Fodor is associated with Climate Strike Davis, which is organizing the Sing Out in collaboration with Sunrise Movement Davis, Cool Davis, Davis Independent Music Initiative, Mothers Out Front, Extinction Rebellion Sacramento and the Yolo Interfaith Alliance for Climate Justice. Fodor and many of those groups also calling for “an economic stimulus that prevents future crisis — a green stimulus and a bailout focused on people, not profit,” she wrote in her blog post.
The Sing Out’s songbook can be found at climatestrikedavis.com, and the evening sing-out will be broadcast on KDRT-LP (95.7 FM) so that participants can sing along with local bands and musicians safely from home.
Fodor also says that those who wish to support local musicians with a small donation can do so through PayPal, to the Davis Independent Music Initiative, at davisindependentmusic@gmail.com.
“Our local musicians are hurting from lost gigs, canceled teaching jobs, and lost day jobs — making it hard to manage monthly living expenses,” Fodor wrote for the UC Davis website.
Pandemic makes Earth Day 2020 a peculiar one
Californians have been under Gov. Gavin Newsom’s mandatory stay-at-home guidelines, requiring all to stay at their place of residence except for essential purposes and banning physical gatherings of any size, since March 19. Yolo County issued its own countywide “shelter-in-place” order, with similar guidelines, a day before the statewide restrictions were announced.
“The #EarthDaySingOut page on the Davis Climate Strike website invites you to sing with your household out the front or back door while sheltering in place,” Fodor wrote. “Or, sing in the park while staying a safe distance from others.”
Physical distancing requirements and stay-home orders aren’t the only things making Earth Day 2020 an odd one.

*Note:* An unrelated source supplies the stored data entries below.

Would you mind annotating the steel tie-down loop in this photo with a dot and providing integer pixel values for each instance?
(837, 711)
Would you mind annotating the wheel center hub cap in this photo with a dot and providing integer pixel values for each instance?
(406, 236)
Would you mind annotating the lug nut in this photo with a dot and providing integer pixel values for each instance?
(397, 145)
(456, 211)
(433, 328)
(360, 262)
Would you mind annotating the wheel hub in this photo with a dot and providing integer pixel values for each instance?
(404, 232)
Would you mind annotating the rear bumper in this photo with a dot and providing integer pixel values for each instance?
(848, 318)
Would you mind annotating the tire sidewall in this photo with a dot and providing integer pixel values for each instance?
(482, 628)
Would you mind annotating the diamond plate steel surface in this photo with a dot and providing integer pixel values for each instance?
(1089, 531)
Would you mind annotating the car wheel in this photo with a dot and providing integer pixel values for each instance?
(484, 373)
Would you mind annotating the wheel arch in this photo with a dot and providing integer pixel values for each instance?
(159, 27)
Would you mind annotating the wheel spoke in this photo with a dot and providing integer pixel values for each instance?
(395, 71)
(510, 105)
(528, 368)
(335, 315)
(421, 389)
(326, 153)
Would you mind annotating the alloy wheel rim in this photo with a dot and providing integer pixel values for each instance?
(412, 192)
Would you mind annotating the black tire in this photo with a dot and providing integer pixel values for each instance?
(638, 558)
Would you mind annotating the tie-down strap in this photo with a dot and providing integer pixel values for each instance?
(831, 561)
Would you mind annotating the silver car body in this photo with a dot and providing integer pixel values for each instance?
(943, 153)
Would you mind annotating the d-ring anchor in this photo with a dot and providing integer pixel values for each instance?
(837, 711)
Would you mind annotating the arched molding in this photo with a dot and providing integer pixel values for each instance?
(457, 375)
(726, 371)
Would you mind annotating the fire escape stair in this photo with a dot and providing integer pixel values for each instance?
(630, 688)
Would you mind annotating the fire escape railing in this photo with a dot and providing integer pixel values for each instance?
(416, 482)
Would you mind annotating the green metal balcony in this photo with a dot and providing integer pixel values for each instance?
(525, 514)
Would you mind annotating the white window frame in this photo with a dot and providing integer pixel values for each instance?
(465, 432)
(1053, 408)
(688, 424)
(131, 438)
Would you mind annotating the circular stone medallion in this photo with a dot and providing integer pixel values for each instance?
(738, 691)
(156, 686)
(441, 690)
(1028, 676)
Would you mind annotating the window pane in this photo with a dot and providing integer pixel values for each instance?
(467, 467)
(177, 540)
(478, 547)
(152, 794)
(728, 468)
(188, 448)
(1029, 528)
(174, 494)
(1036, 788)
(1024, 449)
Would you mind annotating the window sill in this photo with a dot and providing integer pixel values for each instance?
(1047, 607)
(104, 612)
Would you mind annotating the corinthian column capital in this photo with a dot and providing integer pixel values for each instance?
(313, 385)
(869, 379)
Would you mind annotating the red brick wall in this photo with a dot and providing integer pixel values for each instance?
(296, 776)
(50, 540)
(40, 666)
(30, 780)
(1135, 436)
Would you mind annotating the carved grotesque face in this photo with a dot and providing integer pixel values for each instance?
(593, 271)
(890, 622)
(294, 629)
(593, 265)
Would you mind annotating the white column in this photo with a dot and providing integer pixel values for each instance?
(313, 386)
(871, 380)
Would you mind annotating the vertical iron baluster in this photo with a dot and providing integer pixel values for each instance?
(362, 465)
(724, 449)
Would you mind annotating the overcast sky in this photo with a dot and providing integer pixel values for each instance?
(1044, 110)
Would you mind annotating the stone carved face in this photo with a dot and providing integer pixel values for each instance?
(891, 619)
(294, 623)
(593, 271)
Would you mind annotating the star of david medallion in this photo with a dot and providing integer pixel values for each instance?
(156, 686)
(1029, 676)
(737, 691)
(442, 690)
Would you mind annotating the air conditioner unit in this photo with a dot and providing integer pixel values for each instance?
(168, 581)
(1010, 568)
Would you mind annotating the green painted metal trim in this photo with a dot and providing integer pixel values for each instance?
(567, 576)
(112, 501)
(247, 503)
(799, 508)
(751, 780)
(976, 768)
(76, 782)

Some changes brought about by the coronavirus pandemic have appeared have an environmental net benefit; others seem to be a detriment; and many are being studied as an unprecedented, impromptu experiment.
Earlier this month, a number of grocery stores temporarily banned reusable bags as a means of reducing likelihood of spreading the highly contagious coronavirus. California in 2016 voted to ban single-use plastic bags, which can often end up littered and endangering wildlife in waterways, but many stores have effectively gone back to using those and paper bags for their purchases, said Ron Fong, president and CEO of the California Grocers Association.
On the other hand, a number of major urban centers worldwide, from Los Angeles to London, have had reports of lower air pollution and smog, as shutdowns around the globe have left millions of drivers off the roads every day.
Maps created by visual journalist Steven Bernard, of the Financial Times of London, showed stark before-and-after contrasts of nitrogen dioxide pollution levels, and how coronavirus shutdown measures reduced them.
“We will be able to get a much better handle on where the pollution is coming from in normal circumstances, because things like power generation will continue, but road traffic is shutting down,” James Lee, an atmospheric chemistry professor at the University of York in England, told the Financial Times.
At the same time, existing air pollution may be worsening the danger of the coronavirus in some parts of the world. The New York Times reported earlier this month on research linking areas with worse air pollution to higher death rates from COVID-19, which is a respiratory disease.